LINGGA – Ketua DPRD Kabupaten Lingga, Maya Sari, menyebut kunjungan kerja Menteri Koordinator Bidang Hukum, Hak Asasi Manusia, Imigrasi, dan Pemasyarakatan (Menko Kumham Imipas) Republik Indonesia, Prof. Dr. Yusril Ihza Mahendra, ke Daik Lingga bukan sekadar agenda birokrasi, melainkan “ziarah sejarah yang menghidupkan kembali jati diri Melayu.”
“Kehadiran Pak Yusril ini bukan sekadar kunjungan pejabat, tapi perjalanan pulang ke akar budaya. Ia datang bukan membawa protokol, tapi membawa ingatan tentang kejayaan dan marwah Melayu,” ujar Maya Sari di sela penyambutan di Pelabuhan Tanjung Buton, Daik Lingga, Senin (27/10/2025).

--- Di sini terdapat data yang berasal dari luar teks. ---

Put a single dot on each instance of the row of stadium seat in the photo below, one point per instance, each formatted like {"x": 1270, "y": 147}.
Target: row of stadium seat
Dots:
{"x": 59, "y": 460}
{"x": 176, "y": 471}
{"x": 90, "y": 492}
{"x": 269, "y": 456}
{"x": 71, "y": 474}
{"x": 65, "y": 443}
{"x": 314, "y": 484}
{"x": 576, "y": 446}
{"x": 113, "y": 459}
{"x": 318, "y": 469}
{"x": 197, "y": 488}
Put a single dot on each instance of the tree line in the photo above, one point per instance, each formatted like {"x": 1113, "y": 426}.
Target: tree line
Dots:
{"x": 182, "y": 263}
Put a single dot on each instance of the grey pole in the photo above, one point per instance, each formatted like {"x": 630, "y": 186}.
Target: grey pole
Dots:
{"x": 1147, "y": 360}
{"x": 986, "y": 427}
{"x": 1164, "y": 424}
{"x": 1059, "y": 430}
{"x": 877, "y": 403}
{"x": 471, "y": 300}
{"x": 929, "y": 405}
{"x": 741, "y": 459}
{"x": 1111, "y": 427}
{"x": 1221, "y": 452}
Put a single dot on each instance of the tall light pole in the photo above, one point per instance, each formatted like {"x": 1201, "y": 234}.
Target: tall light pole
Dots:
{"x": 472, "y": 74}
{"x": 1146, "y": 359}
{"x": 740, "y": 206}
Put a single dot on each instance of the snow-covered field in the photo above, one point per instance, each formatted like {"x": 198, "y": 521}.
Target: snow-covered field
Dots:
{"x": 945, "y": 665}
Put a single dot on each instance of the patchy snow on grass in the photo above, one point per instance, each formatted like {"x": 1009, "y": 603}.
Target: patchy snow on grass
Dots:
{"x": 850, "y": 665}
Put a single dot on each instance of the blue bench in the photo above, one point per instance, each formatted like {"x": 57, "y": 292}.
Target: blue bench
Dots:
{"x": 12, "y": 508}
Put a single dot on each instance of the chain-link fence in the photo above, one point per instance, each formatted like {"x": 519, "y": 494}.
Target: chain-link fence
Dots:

Rombongan Yusril tiba sekitar pukul 16.10 WIB menggunakan kapal Fery Oceana Dragon 7, disambut upacara adat Melayu lengkap silat penyambutan dan pemasangan tanjak di kepala sang menteri, simbol kehormatan tertinggi dalam tradisi Lingga.
Barisan Forkopimda Kabupaten Lingga, Bupati Muhammad Nizar, Wakil Bupati Novrizal, serta jajaran TNI, Polri, Satpol PP, dan Damkar turut menyambut dengan penuh khidmat.
Maya Sari menyebut prosesi tersebut sebagai “penerimaan dengan rasa, bukan hanya seremonial”.
“Ini tanah yang melahirkan bahasa persatuan Indonesia. Maka siapa pun yang datang ke Lingga, sejatinya datang ke rahim kebangsaan kita,” tambahnya.
Langkah Politik yang Menyentuh Tanah Leluhur
Usai penyambutan, Menko Yusril dan rombongan melaksanakan salat Ashar di Masjid Jami Sultan Lingga, kemudian menziarahi Makam Sultan Mahmud Riayat Syah, pahlawan nasional yang dikenal sebagai simbol keberanian dan kebijaksanaan Melayu.
Kunjungan dilanjutkan ke Makam Bukit Cengkeh dan Museum Linggam Cahaya, tempat Yusril meninjau langsung ribuan koleksi peninggalan Kesultanan Riau-Lingga mulai dari meriam kuno hingga mata uang kerajaan.
Di sela kunjungan, pemerhati sejarah dan budaya Lingga, Lazuardi, memperkenalkan berbagai artefak kepada Yusril.
“Kami tunjukkan naskah lama, uang kerajaan, meriam, dan sejarah yang jarang disentuh generasi muda. Semoga kunjungan ini menghidupkan kembali minat pada akar budaya,” ujarnya.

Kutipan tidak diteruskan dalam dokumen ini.